18.8.08

New Schools

Are scary.
I'm trying to think of the worst possible scenarios.
Like, I could spend an hour in the wrong classroom.
Or show up an hour late.
Or bend over to pick up a pencil and fart.
Terrifying.
Or everybody could hate me.
Or they could love me so much that they suffocate me with their hugs.
Or the teachers could hate me.
And give me extra homework until my brain falls out of my eyes.
Horrible.
Or they could be brainwashers,
and make me eat the cafeteria food, which is drugged.
I'm bringing my own lunch.
And multiple pencils.
And I'll hold my head up like my nose is bleeding,
so my brains can't fall out of my eyes.

Anxxty

Like someone's ripping out your heart
And serving it on a platter
Like your letting go of life
And nothing really matters
Like something's tearing through your mind
And you can't keep it quiet
Like you just want to put up a sign
If you break it you gotta buy it
You try to lay down
You try to take a nap
But all of these thoughts
Keep running through your head
You want'em to go away
But the emptiness is harder
You're begging for company
But you've nothing left to barter

4.8.08

Dear Dad,

This is the only way I really feel comfortable doing this.
I know that you enjoy more than ciggarettes,
I know that you have for awhile.
I know probably a bit more than you think.
I have felt torn for the past few months,
I didn't know whether or not I wanted to give up on you.
I considered going on as normal until the wedding,
and then just stop talking to you.
But I can't do that.
I love you.
I know that you could be a better dad,
you know that you could be a better dad.
But I also know that you could be worse.
And, I'm starting to understand you a little bit.
I'm not saying that I accept what you've done,
or even what you do.
But I accept you.
We might not ever be as close as we used to be,
I might not ever really be comfortable telling you everything.
But you are my dad.
And nobody could ever take your place.
You're not perfect, and no,
I don't want to be like you when I grow up.
But I still want to be your little girl.
There are alot of things that you really don't know about me,
or at least, I don't think you do.
But please don't be shocked if you find out.
I'm hoping you read this, you say you do.
Please don't call me about it,
actually, don't bring it up at all.
I'm telling you, but I don't want a conversation over.
I don't want to talk about it,
not now anyways.

Episodes

They go away every summer,
And they come back with the school year.
I can feel myself slipping,
And I'm fighting it harder than I ever have.
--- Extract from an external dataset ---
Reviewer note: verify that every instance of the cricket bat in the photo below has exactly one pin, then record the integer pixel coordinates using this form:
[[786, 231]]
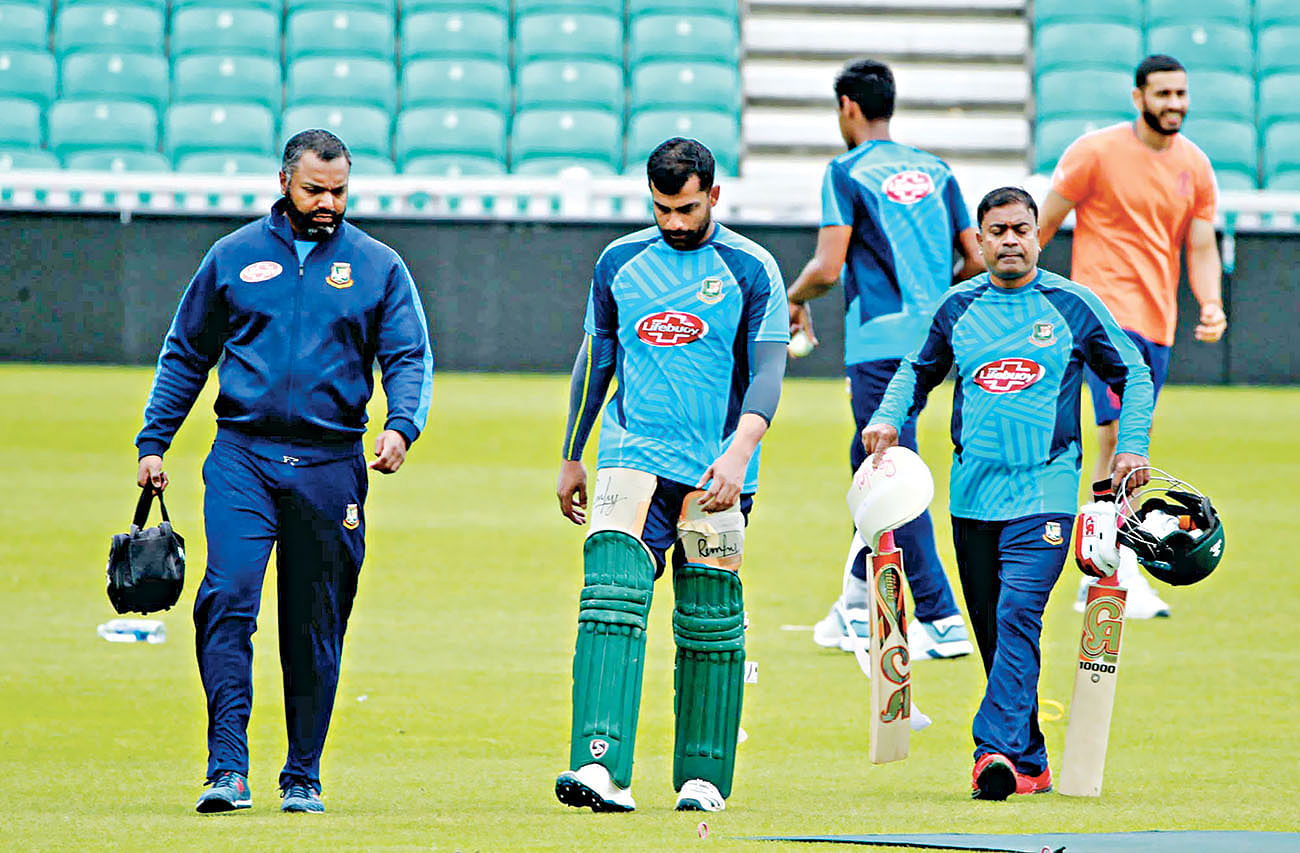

It's like fighting yourself.
Constantly trying to get yourself in a better mood,
Screening your thoughts and,
When a bad one occurs,
Doing everything you can to keep them from spiraling.

It's like some little voice inside of you,
Is making everything so much worse than it really is.
Making you worry,
Telling you to trust nobody,
Not even yourself.

That nobody loves you.
Nobody could.
And every ounce of unhappiness in your life is entirely your fault.
Telling you that you're an ungrateful selfish bitch.

And eventually, that nothing matters anymore.
It's not worth it,
It's not worth the fight.

But I'm not tired of fighting yet,
no, not yet.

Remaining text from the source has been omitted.